One of the most mistaken ideas out there in goal-setting is that you always need to be increasing your goals. This is a mind trap I’ve fallen into many times – believing that with each and every passing year I need to increase the metric for something on my annual goal list.

The reality, though, is that always increasing your goals can be just plain stupid, and can run in direct contrast to one of the keys in the SMART goal-setting framework: relevancy.

Smart goals must always be relevant to who you are in a given season of life. In my case, when faced with setting my annual goals for 2014, I had to come up against a very relevant reality of my upcoming 2014.

That reality?

I’m having a baby. Yup, I’m just a few months away from welcoming a long-awaited wee one into the world. I’m not the first person to have been told that babies take time, energy, and effort to keep in pristine, working order;) As such, it made sense for me when looking at my goal list that I think of this blaringly relevant life event in my life and consider how it would affect my goals.

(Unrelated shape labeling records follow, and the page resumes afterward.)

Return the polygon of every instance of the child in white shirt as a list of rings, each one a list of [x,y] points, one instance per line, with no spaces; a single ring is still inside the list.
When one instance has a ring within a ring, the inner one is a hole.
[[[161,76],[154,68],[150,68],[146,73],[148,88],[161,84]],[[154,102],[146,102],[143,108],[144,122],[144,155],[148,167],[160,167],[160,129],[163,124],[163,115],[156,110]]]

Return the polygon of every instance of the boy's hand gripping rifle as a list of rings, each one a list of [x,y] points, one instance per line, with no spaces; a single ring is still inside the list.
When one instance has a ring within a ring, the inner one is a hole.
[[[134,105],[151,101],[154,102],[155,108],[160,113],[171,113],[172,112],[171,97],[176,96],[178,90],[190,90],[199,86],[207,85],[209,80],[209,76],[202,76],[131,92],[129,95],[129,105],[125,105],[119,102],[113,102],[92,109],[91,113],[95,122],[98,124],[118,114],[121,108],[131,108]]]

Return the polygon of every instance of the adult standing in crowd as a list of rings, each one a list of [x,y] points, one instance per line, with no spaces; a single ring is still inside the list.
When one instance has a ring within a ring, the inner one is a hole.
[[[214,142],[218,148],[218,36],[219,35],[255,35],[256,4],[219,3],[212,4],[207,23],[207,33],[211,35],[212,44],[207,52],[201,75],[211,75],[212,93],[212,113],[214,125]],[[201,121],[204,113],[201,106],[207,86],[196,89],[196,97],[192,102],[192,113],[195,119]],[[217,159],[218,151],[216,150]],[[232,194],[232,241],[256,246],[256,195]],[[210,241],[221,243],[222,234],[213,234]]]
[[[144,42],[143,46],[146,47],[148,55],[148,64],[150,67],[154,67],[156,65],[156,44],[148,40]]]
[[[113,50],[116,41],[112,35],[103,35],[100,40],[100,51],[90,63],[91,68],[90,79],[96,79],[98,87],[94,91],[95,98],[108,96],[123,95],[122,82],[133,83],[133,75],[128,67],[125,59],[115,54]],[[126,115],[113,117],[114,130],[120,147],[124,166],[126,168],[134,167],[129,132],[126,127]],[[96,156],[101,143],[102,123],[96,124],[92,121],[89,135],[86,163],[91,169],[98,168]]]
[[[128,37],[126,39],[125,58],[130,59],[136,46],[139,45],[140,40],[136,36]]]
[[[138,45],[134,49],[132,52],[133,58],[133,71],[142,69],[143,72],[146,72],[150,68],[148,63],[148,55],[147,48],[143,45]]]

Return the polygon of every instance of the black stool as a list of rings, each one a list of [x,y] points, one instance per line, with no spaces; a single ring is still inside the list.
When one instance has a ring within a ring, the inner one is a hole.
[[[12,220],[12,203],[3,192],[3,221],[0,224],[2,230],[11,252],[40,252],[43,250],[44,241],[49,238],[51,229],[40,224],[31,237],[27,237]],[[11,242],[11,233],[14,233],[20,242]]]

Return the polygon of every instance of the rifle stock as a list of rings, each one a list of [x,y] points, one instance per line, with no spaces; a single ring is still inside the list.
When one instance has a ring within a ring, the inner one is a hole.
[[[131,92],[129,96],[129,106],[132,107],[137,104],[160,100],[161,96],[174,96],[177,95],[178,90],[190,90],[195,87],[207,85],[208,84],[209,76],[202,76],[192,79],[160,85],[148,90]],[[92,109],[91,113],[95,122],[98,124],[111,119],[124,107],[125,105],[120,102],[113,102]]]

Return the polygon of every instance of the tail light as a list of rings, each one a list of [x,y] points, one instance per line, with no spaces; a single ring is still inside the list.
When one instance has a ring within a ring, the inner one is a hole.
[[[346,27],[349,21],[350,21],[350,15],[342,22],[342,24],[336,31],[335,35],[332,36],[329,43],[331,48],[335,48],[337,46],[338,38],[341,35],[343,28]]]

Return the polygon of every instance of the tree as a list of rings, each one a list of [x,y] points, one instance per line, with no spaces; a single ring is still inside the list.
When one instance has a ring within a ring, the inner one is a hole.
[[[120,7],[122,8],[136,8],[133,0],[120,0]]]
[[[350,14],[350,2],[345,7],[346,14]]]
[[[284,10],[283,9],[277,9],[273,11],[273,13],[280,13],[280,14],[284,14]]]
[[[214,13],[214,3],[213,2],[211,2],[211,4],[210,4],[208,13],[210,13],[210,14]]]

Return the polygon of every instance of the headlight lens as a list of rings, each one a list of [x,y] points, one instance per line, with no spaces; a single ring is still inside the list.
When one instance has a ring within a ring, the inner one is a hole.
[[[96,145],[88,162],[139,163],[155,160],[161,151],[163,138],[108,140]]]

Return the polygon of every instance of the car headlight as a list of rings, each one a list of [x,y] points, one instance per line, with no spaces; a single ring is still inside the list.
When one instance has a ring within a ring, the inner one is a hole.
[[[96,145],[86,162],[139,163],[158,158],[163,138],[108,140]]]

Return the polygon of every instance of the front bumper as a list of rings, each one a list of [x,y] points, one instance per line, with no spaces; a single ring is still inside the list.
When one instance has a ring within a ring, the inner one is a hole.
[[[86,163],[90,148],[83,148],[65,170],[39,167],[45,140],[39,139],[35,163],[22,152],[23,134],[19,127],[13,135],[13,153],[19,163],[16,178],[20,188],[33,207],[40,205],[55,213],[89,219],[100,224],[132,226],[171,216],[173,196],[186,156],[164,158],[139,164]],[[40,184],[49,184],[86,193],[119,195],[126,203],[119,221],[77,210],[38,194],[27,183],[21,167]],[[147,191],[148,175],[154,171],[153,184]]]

And so, I thought about where I could cut back. For years I have set reading goals, and have consistently been increasing them — in 2013 hitting my peak of exceeding my goal to read 200 books in one year. And although I love reading and it serves as my outlet, peace-maker, and primary hobby, it does take time to reach a goal of reading 200 books, and time might just be at a premium for me in 2014.

As such, I’ve taken the step to reduce my 2014 reading goal back to 150 books (which was my goal in 2012). Does it feel like I’m throwing in the towel? In some ways, I admit it does. After all, I feel in my heart I could hit 200 if I just tried. But is it smart goal-setting to think of the relevancy of a goal in your particular season of life? Absolutely. This just isn’t the year I need to be stretching myself to read more.

(I’m a couple months into my 2014 reading goal and am chugging away already. (So far, I’m at 42.) See my ongoing list of books read here.)

Is there a goal in your life that you may need to reduce this year? If so, what is it — and do you feel liberated in cutting back?